Archaic medical procedure - Lobotomy


The documentary “The Lobotomist” by John Maggio and Barak Goodman feature a medical procedure gone awry and gone unnoticed until too late with thousands falling casualty to the practice of “ice pick” lobotomy. The trans-orbital lobotomy as referred by Dr. Walter J. Freeman lasted only fifteen minutes but the side effects outlived any gain from the simple procedure. In a compelling encounter with lobotomy, the 2008 release of the medical procedure highlights the plight of suffering mental patients in the hands of overzealous physician out for glory in the most awkward practices in medical history. On contrary, the supporters of Freeman argued on his efforts as in alleviating pain to that docile state where the family would take care of their loved ones. Events surrounding the World War II inspired Dr. Freeman to find a quick-fix solution to mentally disturbed patients from concentration camps, albeit with devastating long-term results. In describing the procedure, the documentary presents a desperate medical procedure in a dark medical moment in psychopharmacology that gifted Dr. Freeman a berth to explore his fancies.
In Lobotomist, it is clear the treatment, which Dr. Freeman termed as the last resort was not aimed at curing the patients but alleviating pains that the patient had and made the patient more docile to handle. Though at the time Freeman can be viewed as trying to find a cure to the violent patients, lobotomy was a destructive and crude brain-scrambling surgery, which was at times done without the consent of the family members. Thousands of mental patients were exposed to this inhuman surgery in between 1930s to 1960s. Though informed by necessity, the extreme procedure involved the insertion of “ice pick” through the upper eye sockets of mentally ill patients. However, it is the crude use of a hammer in driving the “ice pick” through brain matter in the frontal lobe that left fellow neurologists galled and distraught, fumbling for alternative methods in psychopharmacology. However, in critically looking at what Dr. Freeman did, in a way he offered some hope where there was none and the fellow physicians could not condemn him for there was lack of a better method at the time. The vegetated state after the surgery to the patients was baffling and distasteful given it disabled the frontal lobes of the brain through the insertion of “ice pick” through the upper eye sockets of mentally ill patients.
Given that patients got even worse after the surgery was bad news to the practice. Psychiatric patients could not live on without help after the surgery. Before mental patients could be left on their own but after the surgery they needed to be assisted in eating, going to the toilet and could not do other chores. With some of his patients dying on the operation table after the pick slipped sinking in the brain while he paused to take a photograph shows how unethical Freeman got with patients. Lobotomy was at its unrefined stage and Dr. Freeman used patients as specimen given he would switch hands and perform the operation with his left hand instead of the right hand. Performing the operation on young children showed that lobotomy could not be trusted because there were no limits, and this neurologist acted as small God. The procedure was a great failure not to mention inhuman practice that should not have been allowed without further neurological study.
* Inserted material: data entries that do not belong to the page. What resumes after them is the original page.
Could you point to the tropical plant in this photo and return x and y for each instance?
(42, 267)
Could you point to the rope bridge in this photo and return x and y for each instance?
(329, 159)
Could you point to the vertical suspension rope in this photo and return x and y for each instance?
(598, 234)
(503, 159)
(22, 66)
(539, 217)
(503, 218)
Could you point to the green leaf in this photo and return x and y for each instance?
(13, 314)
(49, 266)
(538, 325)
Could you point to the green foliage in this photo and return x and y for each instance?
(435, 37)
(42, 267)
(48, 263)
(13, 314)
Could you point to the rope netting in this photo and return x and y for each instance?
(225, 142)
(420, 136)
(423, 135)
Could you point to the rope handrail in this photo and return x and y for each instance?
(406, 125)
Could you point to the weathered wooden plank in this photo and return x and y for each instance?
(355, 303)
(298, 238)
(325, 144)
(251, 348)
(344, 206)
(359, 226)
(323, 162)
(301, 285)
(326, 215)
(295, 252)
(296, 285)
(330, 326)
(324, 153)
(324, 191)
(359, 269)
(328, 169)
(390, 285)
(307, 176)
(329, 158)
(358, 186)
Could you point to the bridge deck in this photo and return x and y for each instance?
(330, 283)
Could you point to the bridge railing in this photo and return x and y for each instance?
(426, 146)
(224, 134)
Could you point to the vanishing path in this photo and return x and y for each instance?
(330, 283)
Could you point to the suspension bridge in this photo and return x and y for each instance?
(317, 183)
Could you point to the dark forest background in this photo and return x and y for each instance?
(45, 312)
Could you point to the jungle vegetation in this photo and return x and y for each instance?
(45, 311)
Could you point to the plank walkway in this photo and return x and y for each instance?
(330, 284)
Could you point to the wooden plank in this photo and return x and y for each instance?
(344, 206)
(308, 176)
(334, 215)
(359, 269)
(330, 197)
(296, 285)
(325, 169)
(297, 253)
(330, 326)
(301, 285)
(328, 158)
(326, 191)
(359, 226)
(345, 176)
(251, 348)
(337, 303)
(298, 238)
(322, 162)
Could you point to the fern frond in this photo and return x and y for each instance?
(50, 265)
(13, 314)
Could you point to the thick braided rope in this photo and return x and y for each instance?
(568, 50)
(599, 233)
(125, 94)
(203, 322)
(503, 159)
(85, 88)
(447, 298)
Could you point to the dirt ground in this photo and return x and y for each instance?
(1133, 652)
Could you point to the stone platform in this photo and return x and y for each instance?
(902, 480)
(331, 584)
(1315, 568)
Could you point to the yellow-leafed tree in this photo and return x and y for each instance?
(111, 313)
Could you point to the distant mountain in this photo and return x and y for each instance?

In conclusion, the documentary “Lobotomist,” was inhuman procedure fueled by personal quest to physically taking out mental illness from the patient via trans-orbital lobotomy. The media appraise of Freeman procedure necessitated more of this disastrous surgery for it left more patients worse or dead. Though Freeman was an ambitious and brilliant surgeon, his practice brought more harm than gain to the psychiatric patients after all.